If you go into watching Evil Dead II with anything other than the desire to laugh, you’re likely to be disappointed. Director Sam Raimi and his collaborators, high school friends Scott Spiegel (who co-wrote the screenplay with Raimi) and Bruce Campbell, who stars in the film, set out specifically to make a horror comedy.
In a nutshell, the story goes something like this: Raimi and Campbell make a low-budget horror film called Evil Dead. It’s a standard group-of-friends-in-a-cabin-in-the-woods, supernatural evil, genre film. It’s by no means an inept film, but the seams are visible, the acting is poor and audiences respond with jeers and laughter. It achieves a bit of cult status. They decide to ‘remake’ the film, but as a comic send up of low-budget horror flicks, and call it a sequel.
The plot is beside the point and to even give it more than a moment’s thought is to miss the point of the exercise. Evil spirits taunt Campbell’s character Ash in an isolated cabin. He periodically becomes possessed, providing the makeup department an excuse to blow the budget on rubber and latex for his face. What’s worth paying attention to is the atmosphere, the effects, and the comedy.
That said, it’s admittedly hard to enjoy the humor of Evil Dead II at home. It demands an audience. It demands a shared experience with other like-minded people. Repeated viewings may become tired and humorless, though not less appreciative.
If the main impetus for making the film was for the brothers Raimi and Bruce Campbell to one-up themselves, the secondary reason appears to be to provide any excuse to simply abuse Campbell in every imaginable way. His acting is absolutely heroic. He is beaten, tossed, turned, spun, and splattered and doused with red, black, and green liquids. There is hardly a frame of the film he’s not in, and there’s a hardly a frame of film that doesn’t involve some kind of tremendous physical feat of endurance or comedy – or both together.
At various stages in the film, Campbell has to be either possessed or battling demons or longing for the girlfriend he had to chop up and bury in the first ten minutes. Sometimes he has to do all those things together. And then his hand has to play possessed! And then he chops that off and Campbell has to play a handless hero for the second half. There is a sequence that reveals him to be a tremendous physical actor in which his hand has to appear to act independently from the rest of his body. Then a (hand to hand?) confrontation ensues between them. This requires that Campbell repeatedly punch himself, smash dishes over his own head and, the coup de grace, flip himself over onto his back.
I’m throwing a lot of praise Campbell’s way and for good reason. He is the only actor really worth mentioning and who really has any acting to do. The other five actors in the film, including the aforementioned girlfriend and four strangers who turn up later, are primarily there to give the evil spirits someone to kill. Because Campbell is the hero and this is a horror film. And horror films need someone to maim.
But without a doubt, much praise has to be given to Raimi as a director. Evil Dead revealed him to be an innovative filmmaker, able to cobble together convincing and interesting effects with virtually no budget. In Evil Dead II he had more money, though still very low-budget by contemporary standards, and finds endlessly fascinating ways to create gore and use inventive camera work to make a genre film look unique.

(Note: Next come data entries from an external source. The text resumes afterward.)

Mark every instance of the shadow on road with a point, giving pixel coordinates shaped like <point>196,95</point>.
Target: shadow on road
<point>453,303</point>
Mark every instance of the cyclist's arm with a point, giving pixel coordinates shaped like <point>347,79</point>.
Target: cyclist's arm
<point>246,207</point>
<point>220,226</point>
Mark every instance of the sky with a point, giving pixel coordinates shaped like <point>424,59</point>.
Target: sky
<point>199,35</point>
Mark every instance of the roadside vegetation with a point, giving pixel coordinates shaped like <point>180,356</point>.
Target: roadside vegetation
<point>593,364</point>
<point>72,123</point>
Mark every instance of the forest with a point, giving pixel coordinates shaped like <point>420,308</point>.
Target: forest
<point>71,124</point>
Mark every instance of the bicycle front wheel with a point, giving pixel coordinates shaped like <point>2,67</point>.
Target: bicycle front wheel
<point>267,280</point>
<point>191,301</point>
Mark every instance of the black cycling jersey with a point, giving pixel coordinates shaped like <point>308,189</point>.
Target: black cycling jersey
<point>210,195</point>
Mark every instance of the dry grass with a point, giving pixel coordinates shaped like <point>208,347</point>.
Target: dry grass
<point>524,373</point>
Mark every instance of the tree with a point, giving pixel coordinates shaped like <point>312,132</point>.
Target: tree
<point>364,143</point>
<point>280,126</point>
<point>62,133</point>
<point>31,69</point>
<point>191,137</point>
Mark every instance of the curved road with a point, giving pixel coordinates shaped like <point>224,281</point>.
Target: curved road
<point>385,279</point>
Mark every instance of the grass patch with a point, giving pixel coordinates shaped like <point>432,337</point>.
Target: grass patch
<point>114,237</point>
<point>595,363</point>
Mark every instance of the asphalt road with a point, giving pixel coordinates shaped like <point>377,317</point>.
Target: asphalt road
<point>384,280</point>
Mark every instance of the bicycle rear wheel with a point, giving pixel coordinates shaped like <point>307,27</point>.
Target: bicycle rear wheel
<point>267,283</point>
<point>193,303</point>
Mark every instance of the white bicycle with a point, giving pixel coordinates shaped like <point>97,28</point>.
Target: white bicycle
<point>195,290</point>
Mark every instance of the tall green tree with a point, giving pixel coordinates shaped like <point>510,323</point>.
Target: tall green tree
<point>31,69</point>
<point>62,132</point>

His use of tilted angles, shaky-cam, distorted lens views and surreal images made him perhaps one of the few filmmakers who could really capture the visual landscape of comic books on film. That may go a long way toward explaining how he was selected to direct all three Spiderman films. While his style became mostly subservient to the Hollywood studio genre machine for his work on that trilogy, you can still catch signature Sam Raimi moments that he was still developing during Evil Dead II. They are also techniques that have continued to serve him as he has remained one of the best directors of the macabre working in films today.